À moins qu'elles ne proviennent d'un phénomène astrophysique encore inconnu, une possibilité particulièrement fascinante demeurait : ces éclairs pourraient être produits par des objets artificiels, orbitant brièvement autour de la Terre ou passant à proximité.


À la recherche de résultats indépendants


Jusqu'à présent, les observations de Palomar n'avaient pas été confirmées indépendamment.
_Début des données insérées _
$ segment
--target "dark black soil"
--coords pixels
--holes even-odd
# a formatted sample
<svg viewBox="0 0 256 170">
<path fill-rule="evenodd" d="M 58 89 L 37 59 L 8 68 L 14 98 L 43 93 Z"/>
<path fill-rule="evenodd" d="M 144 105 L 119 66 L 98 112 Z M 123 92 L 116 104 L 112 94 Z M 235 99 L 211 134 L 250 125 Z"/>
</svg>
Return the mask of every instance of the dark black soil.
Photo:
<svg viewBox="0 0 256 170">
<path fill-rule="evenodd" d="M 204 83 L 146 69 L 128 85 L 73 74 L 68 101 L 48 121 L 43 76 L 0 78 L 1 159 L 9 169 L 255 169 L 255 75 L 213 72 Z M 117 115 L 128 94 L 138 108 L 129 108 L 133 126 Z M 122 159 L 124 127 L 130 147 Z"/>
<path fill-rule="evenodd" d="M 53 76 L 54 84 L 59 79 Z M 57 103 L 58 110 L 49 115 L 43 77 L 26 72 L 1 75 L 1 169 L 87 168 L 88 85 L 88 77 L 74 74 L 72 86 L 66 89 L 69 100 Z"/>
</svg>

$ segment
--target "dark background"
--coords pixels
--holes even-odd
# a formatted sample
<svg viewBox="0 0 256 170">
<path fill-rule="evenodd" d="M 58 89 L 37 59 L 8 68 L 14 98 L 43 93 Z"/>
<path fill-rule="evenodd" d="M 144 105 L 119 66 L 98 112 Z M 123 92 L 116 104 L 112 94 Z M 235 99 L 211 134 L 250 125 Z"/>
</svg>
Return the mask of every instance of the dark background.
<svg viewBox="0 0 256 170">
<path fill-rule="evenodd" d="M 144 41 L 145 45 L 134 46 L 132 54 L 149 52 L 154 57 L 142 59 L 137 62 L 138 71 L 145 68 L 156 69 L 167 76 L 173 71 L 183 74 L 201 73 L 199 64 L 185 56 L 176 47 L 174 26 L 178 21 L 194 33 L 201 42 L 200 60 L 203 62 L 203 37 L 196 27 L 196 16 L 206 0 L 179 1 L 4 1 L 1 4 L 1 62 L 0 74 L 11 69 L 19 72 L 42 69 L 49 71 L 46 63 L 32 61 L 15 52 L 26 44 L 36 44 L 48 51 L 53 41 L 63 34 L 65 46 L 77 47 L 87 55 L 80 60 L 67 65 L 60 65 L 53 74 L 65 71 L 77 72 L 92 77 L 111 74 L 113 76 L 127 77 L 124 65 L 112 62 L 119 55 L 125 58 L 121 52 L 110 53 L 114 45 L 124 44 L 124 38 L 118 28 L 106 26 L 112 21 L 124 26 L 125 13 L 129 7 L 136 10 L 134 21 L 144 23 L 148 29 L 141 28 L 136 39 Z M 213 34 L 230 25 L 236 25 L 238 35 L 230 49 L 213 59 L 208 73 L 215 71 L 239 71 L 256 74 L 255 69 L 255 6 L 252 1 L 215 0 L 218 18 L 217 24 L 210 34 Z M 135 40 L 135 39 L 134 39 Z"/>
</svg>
Pour combler cette lacune, Busko s'est tourné vers un ensemble de données totalement différent : des plaques photographiques d'archives prises à l'Observatoire de Hambourg, en Allemagne, durant la même période dans les années 1950. Ces plaques couvraient plusieurs des mêmes régions du ciel et ont ensuite été numérisées par les Archives APPLAUSE, les rendant ainsi accessibles à une analyse moderne.
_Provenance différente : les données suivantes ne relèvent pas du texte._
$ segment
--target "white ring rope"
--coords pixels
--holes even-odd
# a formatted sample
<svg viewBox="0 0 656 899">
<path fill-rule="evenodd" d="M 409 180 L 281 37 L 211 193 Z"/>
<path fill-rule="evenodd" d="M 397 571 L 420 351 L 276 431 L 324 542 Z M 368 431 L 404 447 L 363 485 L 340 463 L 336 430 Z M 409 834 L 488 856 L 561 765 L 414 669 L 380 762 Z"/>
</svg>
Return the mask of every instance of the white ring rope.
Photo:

En comparant des paires de plaques prises à intervalles rapprochés — chacune exposée pendant environ 30 minutes avant d'être remplacée —, Busko a pu rechercher des changements fugaces entre les images.


Ses résultats ont révélé des preuves évidentes de phénomènes transitoires remarquablement similaires à ceux rapportés par l'équipe VASCO, fournissant ainsi la première confirmation indépendante du phénomène à l'aide d'une méthode et d'un ensemble de données différents.


Pour l'instant, seule une petite partie des plaques de Hambourg a été examinée. Mais grâce à de nouvelles améliorations des techniques d'analyse, Busko espère que des exemples plus subtils de ces flashs pourront être découverts dans les archives, renforçant ainsi la signification statistique des résultats.


Objets artificiels ?


Si les astronomes ne sauront peut-être jamais exactement ce qui a provoqué ces événements, les résultats de VASCO et l'analyse indépendante de Busko convergent vers une interprétation cohérente : ces flashs pourraient provenir d'objets plats en rotation orbitant près de la Terre, réfléchissant brièvement la lumière solaire vers le sol. Pour certains, cela ouvre la voie à une possibilité plus spéculative : ces signaux mystérieux pourraient même être un indice de l'existence d'objets artificiels envoyés délibérément sur Terre.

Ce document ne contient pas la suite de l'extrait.